Ainda no ano de 1874, sua presença também se fez notar nas terras da Bahia, na freguesia do Itapicuru, onde encontrava-se com um grupo de fiéis erguendo uma obra pia. Tempos depois, Cícero Dantas, o Barão de Jeremoabo, morador daquela localidade, lembrava da estada do peregrino naqueles rincões.

Estava no Rio de Janeiro no ano de 74, quando aportou neste termo Antônio Conselheiro. Ao regressar tive conhecimento desse indivíduo, cujos precedentes eram ignorados, com orações, terços e prédicas sugestionava o povo que acudiu pressuroso a ouvi-lo, abandonando suas casas e afazeres. Ora em um ponto, ora em outro, enfim em muitos, tinham lugar essas reuniões, e cada vez mais crescia o número dos ouvintes, Sem empanar o brilho da verdade estávamos em perenal missão. Com celeridade com que, em alguns casos, o efeito sucede a causa, não se fez esperar o resultado desses exercícios pseudo-religiosos. Em pleno dia, nas casas, nas ruas e nas estradas, faziam-se montes de xales, vestidos, saias, chapéus do Chile de feltro, sapatos de trança, e finalmente todos os objetos que continham lã e seda eram entregues à voracidade das chamas, por ser luxo contrário à doutrina pregada pelo inculcado missionário. Não havia quem com força bastante pudesse demover o povo desta faina devastadora, a que gostosamente se entregava na convicção de praticar um ato meritório. Os prejuízos foram inulcáveis, presentes e futuros, que Antônio Conselheiro traria para essa localidade... Desde 74 a 76 continuou ininterruptamente esse estado de coisas sempre em escala ascendente... Crescia mais e mais a influência de Antônio Conselheiro e, à exceção da minha, posso sem receio dizer, que não houve família que não assistisse às suas orações. O fervor chegou ao excesso de convidarem-no para as suas casas aqueles que, por alguma circunstância, não podiam comparecer nos pontos de reunião. (MARTINS, apud Jornal de Notícias, 04/05/1897)

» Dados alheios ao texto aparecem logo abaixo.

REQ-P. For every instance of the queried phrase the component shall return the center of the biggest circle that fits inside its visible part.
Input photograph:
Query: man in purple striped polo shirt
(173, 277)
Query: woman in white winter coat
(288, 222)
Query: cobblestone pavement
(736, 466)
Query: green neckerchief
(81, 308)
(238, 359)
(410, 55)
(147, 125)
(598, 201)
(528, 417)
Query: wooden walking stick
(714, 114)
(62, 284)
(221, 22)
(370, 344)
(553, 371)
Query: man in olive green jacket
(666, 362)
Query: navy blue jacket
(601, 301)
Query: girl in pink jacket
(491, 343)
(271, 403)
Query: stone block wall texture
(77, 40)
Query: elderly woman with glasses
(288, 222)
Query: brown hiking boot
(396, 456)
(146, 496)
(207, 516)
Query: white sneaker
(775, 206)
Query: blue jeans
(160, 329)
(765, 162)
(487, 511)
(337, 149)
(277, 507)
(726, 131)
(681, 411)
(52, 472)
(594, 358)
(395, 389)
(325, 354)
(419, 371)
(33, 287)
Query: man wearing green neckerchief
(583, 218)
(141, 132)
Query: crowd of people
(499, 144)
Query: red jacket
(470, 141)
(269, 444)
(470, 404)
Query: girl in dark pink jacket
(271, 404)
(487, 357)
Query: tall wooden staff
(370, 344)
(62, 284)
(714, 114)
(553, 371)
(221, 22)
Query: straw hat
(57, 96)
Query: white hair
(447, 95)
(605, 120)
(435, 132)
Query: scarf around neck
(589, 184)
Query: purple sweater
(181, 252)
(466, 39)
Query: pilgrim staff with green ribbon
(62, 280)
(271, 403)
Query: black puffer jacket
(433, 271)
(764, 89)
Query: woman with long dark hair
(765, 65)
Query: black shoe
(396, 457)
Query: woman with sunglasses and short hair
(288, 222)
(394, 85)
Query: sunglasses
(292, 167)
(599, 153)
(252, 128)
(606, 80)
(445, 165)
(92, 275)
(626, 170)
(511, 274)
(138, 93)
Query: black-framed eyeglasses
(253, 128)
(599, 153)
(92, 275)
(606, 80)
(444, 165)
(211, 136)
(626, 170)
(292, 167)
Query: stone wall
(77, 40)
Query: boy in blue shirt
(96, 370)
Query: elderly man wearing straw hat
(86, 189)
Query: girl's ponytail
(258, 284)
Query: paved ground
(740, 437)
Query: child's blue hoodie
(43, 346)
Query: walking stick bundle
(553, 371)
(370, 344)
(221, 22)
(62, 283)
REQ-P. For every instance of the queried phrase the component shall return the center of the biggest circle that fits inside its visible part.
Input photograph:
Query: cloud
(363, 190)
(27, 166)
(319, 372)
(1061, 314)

Como informou Honório Vilanova, Antônio tinha uma missão: a de erguer templos. Os primeiros jornais da Bahia que noticiarem sobre Antônio Conselheiro, ainda no ano de 1874, tratam dessa questão. O que se sabe é que, na época de suas peregrinações, no período que vai de 1874 a 1893, Antônio Vicente ergueu inúmeras igrejas, reformou capelas, fundou cidades, construiu cruzeiro e cemitérios numa vasta área dos sertões da Bahia e Sergipe.

A partir do ano de 1872, até pelo menos a última década do século XIX, com a fundação do arraial do Belo Monte, a principal atividade do Conselheiro foi reformar e construir igrejas e cemitérios. Evidentemente, os que o seguiam não o fizeram atrás da remuneração pelas obras, mas dedicavam-se cada vez mais intensamente ao seu líder, em função de sua pregação.

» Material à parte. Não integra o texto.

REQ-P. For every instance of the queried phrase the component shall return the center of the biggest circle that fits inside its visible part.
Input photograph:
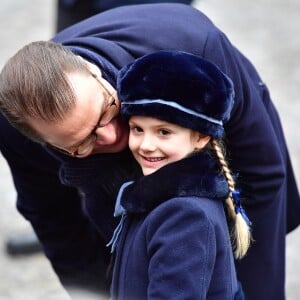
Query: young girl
(173, 241)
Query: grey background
(266, 31)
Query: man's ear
(91, 67)
(201, 141)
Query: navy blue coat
(174, 241)
(74, 232)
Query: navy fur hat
(179, 88)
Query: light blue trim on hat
(175, 105)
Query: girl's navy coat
(174, 242)
(74, 235)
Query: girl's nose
(147, 144)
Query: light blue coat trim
(175, 105)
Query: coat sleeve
(182, 250)
(55, 211)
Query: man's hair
(33, 84)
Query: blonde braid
(241, 234)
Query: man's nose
(106, 135)
(147, 143)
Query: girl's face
(156, 143)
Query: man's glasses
(111, 111)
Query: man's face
(81, 123)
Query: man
(74, 231)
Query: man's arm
(71, 243)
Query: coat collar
(197, 175)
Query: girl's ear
(91, 67)
(201, 141)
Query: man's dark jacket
(74, 232)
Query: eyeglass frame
(112, 101)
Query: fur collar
(197, 175)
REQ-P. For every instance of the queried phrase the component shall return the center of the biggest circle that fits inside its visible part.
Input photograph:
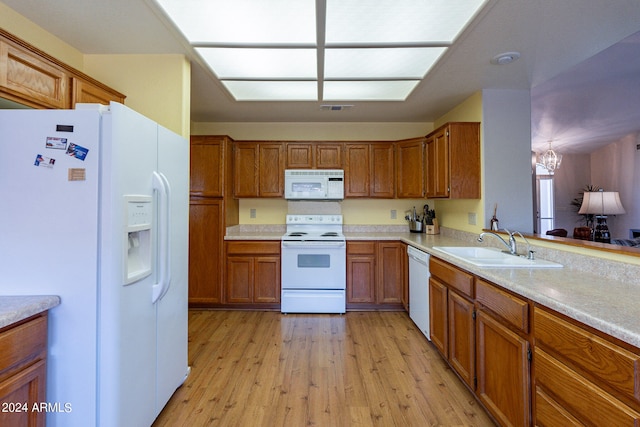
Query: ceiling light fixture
(505, 58)
(330, 50)
(550, 159)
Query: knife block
(432, 229)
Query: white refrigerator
(94, 208)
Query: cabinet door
(461, 337)
(382, 171)
(361, 273)
(267, 280)
(300, 156)
(438, 324)
(357, 161)
(28, 77)
(390, 272)
(438, 164)
(271, 170)
(328, 155)
(207, 166)
(27, 387)
(245, 170)
(240, 279)
(83, 91)
(410, 169)
(503, 371)
(205, 251)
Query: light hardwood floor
(359, 369)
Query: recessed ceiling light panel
(397, 21)
(244, 21)
(368, 90)
(272, 90)
(380, 62)
(261, 63)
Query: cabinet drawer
(613, 365)
(510, 308)
(584, 400)
(22, 344)
(453, 277)
(253, 247)
(361, 248)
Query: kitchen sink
(493, 258)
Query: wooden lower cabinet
(206, 232)
(583, 378)
(23, 350)
(252, 273)
(461, 336)
(503, 378)
(375, 275)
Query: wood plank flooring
(359, 369)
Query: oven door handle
(313, 245)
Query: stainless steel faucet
(512, 246)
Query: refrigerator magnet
(43, 161)
(55, 143)
(77, 151)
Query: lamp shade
(601, 203)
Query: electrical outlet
(471, 218)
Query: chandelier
(550, 159)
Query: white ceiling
(552, 36)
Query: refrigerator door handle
(162, 188)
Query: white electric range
(313, 266)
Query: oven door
(314, 265)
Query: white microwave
(314, 184)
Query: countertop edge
(13, 309)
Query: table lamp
(601, 203)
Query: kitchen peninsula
(554, 344)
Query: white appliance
(419, 289)
(313, 265)
(314, 184)
(95, 210)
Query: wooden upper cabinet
(208, 157)
(328, 155)
(437, 163)
(26, 77)
(314, 155)
(300, 156)
(245, 169)
(31, 77)
(370, 170)
(258, 169)
(453, 161)
(83, 91)
(271, 169)
(357, 159)
(410, 168)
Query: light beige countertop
(603, 294)
(16, 308)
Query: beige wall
(329, 131)
(158, 86)
(21, 27)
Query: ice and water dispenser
(139, 221)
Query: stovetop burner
(314, 228)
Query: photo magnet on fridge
(77, 151)
(47, 162)
(55, 143)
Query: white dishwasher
(419, 289)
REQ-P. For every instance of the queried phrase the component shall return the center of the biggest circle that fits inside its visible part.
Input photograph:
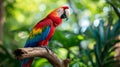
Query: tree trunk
(1, 19)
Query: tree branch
(23, 53)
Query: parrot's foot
(47, 48)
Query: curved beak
(65, 14)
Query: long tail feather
(27, 62)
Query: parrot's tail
(27, 62)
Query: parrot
(43, 31)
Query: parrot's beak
(65, 14)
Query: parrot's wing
(39, 33)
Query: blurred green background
(90, 37)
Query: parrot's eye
(58, 11)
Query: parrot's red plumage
(44, 30)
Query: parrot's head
(58, 14)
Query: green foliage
(90, 46)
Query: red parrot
(44, 30)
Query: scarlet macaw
(44, 30)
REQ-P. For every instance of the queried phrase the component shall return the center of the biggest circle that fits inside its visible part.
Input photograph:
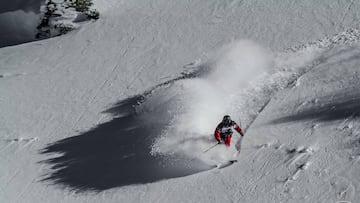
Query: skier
(223, 131)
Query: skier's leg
(227, 141)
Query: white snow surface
(122, 109)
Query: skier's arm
(238, 129)
(217, 135)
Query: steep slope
(59, 88)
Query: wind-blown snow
(76, 108)
(202, 102)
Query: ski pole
(211, 147)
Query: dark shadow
(329, 108)
(117, 153)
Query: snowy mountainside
(96, 115)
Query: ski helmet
(227, 119)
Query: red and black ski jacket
(225, 129)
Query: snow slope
(81, 113)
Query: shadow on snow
(117, 153)
(330, 108)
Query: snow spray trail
(199, 104)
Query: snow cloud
(201, 102)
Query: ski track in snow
(275, 166)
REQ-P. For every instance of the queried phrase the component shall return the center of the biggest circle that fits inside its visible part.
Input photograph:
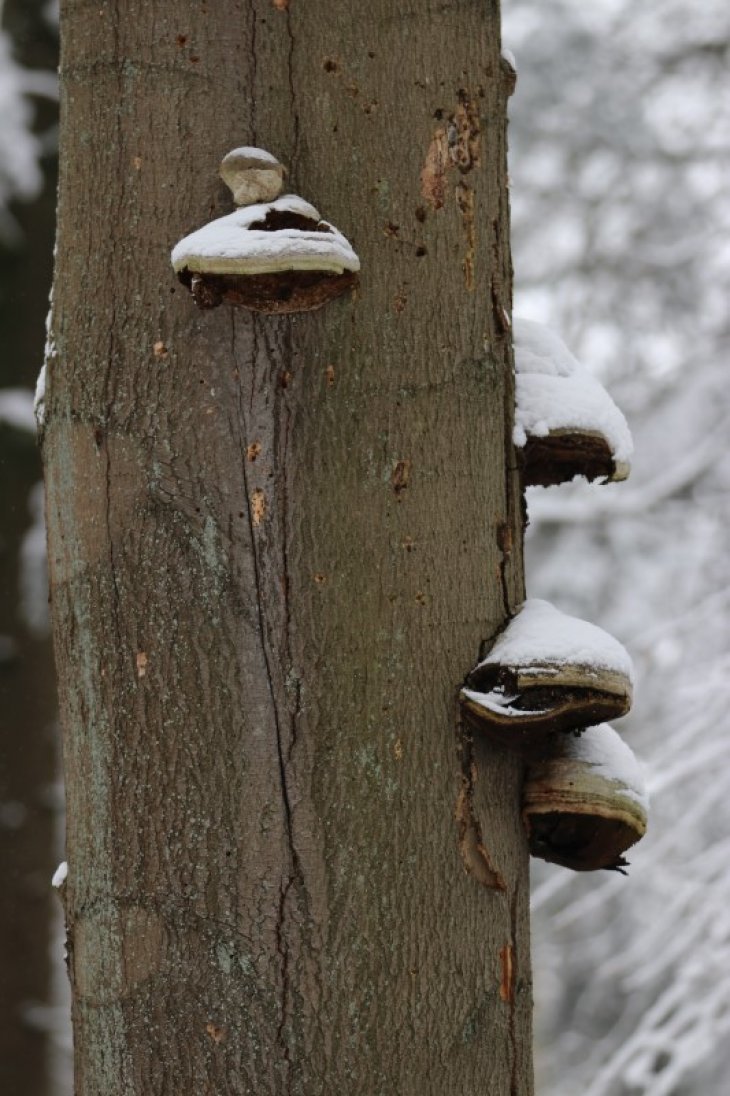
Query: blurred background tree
(33, 1037)
(619, 136)
(619, 143)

No que concerne às suas construções, seu universo circunscrevia-se a lugares longínquos do interior do nordeste, basicamente o sertão da Bahia, com algumas incursões a Sergipe.

2 A Imagem do “Bom Jesus Conselheiro” nos Jornais

Com a fundação de Belo Monte, no ano de 1893, a fama de Antônio Conselheiro, crescente no discurso dos mais de vinte anos de peregrinação pelos povoados, vilarejos e cidades dos sertões, atraiu pessoas de várias comunidades baianas e de outros estados nordestinos. Tal evento passou a incomodar a igreja, inúmeros políticos e os grandes proprietários de terras, que se viam perdendo seus trabalhadores.

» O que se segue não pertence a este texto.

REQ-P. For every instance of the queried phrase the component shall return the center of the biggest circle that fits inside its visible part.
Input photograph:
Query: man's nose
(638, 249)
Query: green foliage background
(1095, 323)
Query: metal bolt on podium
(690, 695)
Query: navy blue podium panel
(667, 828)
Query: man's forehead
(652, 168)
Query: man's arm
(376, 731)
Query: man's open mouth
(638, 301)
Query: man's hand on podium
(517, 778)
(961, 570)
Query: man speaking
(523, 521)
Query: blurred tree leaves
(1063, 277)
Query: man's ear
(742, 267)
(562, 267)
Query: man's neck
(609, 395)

Se, na descrição de seus fiéis, Antônio Conselheiro aparece como um homem vigoroso e cheio de virtudes, os incomodados com a sua presença (clérigos, políticos e fazendeiros), fazem dele uma descrição que é, deveras, depreciativa. Aparece quase sempre nas gravuras como um fanático pervertido, de tendência megalomaníaca; às vezes, era caracterizado como um indivíduo de aparência esquisita, frágil e anormal.

Na década de 90 do século XIX, os jornais passam a publicar a imagem do beato Conselheiro de forma caricatural. A criação desses recursos baseava-se na fala descritiva, feita por relatos de indivíduos pertencentes à Igreja, que estiveram no seu arraial. Nessas ilustrações, o Antônio Conselheiro é representado em tom anedótico, afirmando o que já se dizia anteriormente, desde o ano de 1874 [Figura 2 e Figura 3].

Com a fama do profeta que consegue ganhar projeção de longo alcance, a partir da construção do Belo Monte, é importante frisar que os grandes jornais do país publicaram suas imagens, tendo quase sempre com pano de fundo, a construção de igrejas e capelas, ressaltando com isso o ofício-mor do beato que viria a ser o Bom Jesus Conselheiro [Figura 4].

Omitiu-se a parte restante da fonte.